Westpac Tips August RBA Rate Hike as Inflation Stays Hot
Australia's cash rate could rise again as early as August, with Westpac warning borrowers to brace for further repayment pressure.
Westpac has put Australia's borrowers on notice: interest rates may not have peaked yet. The major bank's chief economist has flagged that the Reserve Bank of Australia could lift the official cash rate again as early as August — a move that would add further pressure to already-stretched household budgets across the country.
The RBA currently holds the cash rate at 4.35%, following three rate increases already in 2026. It held at its June meeting, but the language coming out of that decision was anything but reassuring for borrowers hoping for relief soon.
What Westpac Is Forecasting
Westpac Chief Economist Luci Ellis has been direct about where the bank sees things heading. In its latest outlook, Ellis pointed to the RBA's own post-meeting language as a clear signal that another hike remains firmly on the table.
"The post-meeting communication added language stating that the monetary policy board stood ready to hike if needed," Ellis said. "This drafting decision is unusual for an RBA statement, and was a stronger steer than previously. It suggests that the monetary policy board wanted to hose down recent speculation that they are done hiking rates. Its assessment of the real economy in both the post-meeting communication and the minutes was sanguine, and it is clearly more worried about upside risks to inflation than downside risks."
As Australian Broker reports, Westpac has pencilled in an August rate hike and has not ruled out a second increase in September. The bank believes a follow-up September move remains a likely outcome, though Ellis acknowledged that conviction has eased somewhat. Rate cuts, in Westpac's view, are now unlikely to begin until 2027 — an earlier timeline than the previous estimate of early 2028.
That is a sobering timeline for anyone who was counting on relief before year's end.

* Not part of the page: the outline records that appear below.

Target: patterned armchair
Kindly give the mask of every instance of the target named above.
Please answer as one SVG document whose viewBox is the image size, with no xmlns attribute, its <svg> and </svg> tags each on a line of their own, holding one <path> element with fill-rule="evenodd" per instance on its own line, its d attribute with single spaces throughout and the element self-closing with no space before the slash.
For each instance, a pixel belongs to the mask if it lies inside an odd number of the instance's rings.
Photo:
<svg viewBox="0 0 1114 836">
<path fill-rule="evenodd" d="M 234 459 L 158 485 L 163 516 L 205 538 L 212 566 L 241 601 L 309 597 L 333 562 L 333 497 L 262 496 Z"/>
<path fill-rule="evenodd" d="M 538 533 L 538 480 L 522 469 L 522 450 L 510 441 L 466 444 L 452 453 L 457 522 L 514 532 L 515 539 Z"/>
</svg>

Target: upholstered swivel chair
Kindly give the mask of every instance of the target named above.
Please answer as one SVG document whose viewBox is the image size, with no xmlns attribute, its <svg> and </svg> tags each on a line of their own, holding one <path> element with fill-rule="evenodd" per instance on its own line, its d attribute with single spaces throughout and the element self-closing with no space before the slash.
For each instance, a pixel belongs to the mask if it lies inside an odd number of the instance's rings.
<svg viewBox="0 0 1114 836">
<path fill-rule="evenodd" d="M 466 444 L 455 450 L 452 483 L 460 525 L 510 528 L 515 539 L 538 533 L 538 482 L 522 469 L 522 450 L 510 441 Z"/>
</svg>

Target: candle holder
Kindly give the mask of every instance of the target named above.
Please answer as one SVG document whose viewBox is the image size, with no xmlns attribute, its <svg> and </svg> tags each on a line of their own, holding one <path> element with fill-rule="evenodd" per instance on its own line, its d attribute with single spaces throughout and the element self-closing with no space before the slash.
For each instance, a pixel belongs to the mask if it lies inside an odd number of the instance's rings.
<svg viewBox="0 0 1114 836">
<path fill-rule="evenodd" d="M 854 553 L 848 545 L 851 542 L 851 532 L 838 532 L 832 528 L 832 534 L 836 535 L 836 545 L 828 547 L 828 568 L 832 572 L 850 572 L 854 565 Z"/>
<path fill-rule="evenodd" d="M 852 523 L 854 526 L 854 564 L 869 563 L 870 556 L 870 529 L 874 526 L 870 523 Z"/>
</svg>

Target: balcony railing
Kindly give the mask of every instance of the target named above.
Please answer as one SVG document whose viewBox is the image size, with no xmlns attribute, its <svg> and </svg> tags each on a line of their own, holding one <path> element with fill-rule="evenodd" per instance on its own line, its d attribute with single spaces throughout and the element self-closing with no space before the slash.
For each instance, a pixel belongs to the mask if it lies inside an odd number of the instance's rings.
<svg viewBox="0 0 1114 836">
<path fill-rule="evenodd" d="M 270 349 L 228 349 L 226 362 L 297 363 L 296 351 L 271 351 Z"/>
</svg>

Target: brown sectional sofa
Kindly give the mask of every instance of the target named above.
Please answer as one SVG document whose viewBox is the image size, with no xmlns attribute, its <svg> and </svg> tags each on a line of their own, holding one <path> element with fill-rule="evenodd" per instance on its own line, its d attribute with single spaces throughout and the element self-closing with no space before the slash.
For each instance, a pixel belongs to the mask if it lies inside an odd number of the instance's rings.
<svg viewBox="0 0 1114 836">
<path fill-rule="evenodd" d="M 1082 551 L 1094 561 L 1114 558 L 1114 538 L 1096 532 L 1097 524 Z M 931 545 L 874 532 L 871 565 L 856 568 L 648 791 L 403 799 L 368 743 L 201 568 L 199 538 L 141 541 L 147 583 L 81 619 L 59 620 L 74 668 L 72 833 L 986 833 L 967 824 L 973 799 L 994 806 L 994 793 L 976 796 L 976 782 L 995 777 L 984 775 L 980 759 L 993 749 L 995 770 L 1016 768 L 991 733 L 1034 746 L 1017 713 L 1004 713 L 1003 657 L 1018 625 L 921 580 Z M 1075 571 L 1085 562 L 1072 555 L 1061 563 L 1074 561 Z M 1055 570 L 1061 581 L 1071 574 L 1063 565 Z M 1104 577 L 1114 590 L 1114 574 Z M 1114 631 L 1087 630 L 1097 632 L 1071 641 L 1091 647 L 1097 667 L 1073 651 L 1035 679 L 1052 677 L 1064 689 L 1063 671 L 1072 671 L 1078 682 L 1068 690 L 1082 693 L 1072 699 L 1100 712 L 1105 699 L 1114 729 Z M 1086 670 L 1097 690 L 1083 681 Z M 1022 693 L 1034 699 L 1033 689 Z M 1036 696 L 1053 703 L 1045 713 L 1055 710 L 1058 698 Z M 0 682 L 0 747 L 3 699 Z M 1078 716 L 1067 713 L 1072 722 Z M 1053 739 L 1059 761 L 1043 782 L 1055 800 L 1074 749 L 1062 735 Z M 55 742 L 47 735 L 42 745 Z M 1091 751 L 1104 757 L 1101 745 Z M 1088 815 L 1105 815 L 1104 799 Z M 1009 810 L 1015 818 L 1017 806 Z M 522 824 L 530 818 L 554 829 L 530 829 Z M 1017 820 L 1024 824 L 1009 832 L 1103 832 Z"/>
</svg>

What the Inflation Data Is Telling Us
The RBA's reluctance to ease up is grounded in where inflation sits. Headline CPI rose 4% in the year to May 2026 — down slightly from 4.2% the month before, but still double the top of the RBA's 2–3% target band. Trimmed mean inflation, which strips out volatile price movements and is considered a more reliable guide to underlying price pressures, actually ticked up to 3.6% in the 12 months to May, from 3.4% in April.
Both figures remain above the RBA's target, which is why RBA Governor Michele Bullock emphasised after the June meeting that holding rates "does not rule out further tightening in monetary policy if that is what is required to get inflation down."
The next critical data point is the quarterly CPI print, due 29 July. That number — landing just two weeks before the RBA's 10–11 August meeting — will play an outsized role in determining whether Westpac's forecast becomes reality. If the figure comes in hotter than expected, an August move becomes almost unavoidable.
Where the Big Four Banks Stand
It is worth noting that Australia's major banks are not aligned on what happens next. Commonwealth Bank of Australia (CBA) and ANZ are both anticipating a hold at the August meeting. National Australia Bank (NAB) also expects a hold, but believes the RBA's next move will eventually be a decrease — even if the timing is unclear. Westpac alone among the major four is calling an August hike.
That split matters for borrowers trying to make decisions about fixed versus variable rates right now. If Westpac is right, variable rate borrowers face another increase in monthly repayments within weeks. If CBA and ANZ are right, rates hold — but still at 4.35%, a level that remains historically elevated for anyone who entered the market during the near-zero rate environment of 2021 and 2022.
Geopolitical factors, including tensions in the Middle East and recent federal budget changes, are also part of the RBA's risk assessment and add another layer of uncertainty to the outlook.
What Borrowers Should Do Right Now
Whether or not August brings a rate rise, the message from the banking sector is consistent: rates are not coming down any time soon. Borrowers who have been banking on imminent relief need to update their assumptions and act accordingly.
For those on variable rates, now is a sensible time to check your current rate against what else is available in the market. Lenders are still competing for business, and refinancing to a sharper rate could save thousands — regardless of what the RBA does in August. Use our refinance savings calculator to see what the numbers look like for your loan.
For those weighing fixed versus variable, the uncertainty around August makes this a genuinely difficult call. Fixing locks in certainty but at rates that already price in significant tightening risk. Our repayment calculator can help you model different rate scenarios so you understand your exposure before committing.
If you are not sure where you stand on rate competitiveness, comparing current offers across lenders through our home loan comparison tool is a practical first step. The 29 July CPI print is now the number every Australian mortgage holder should have in their calendar.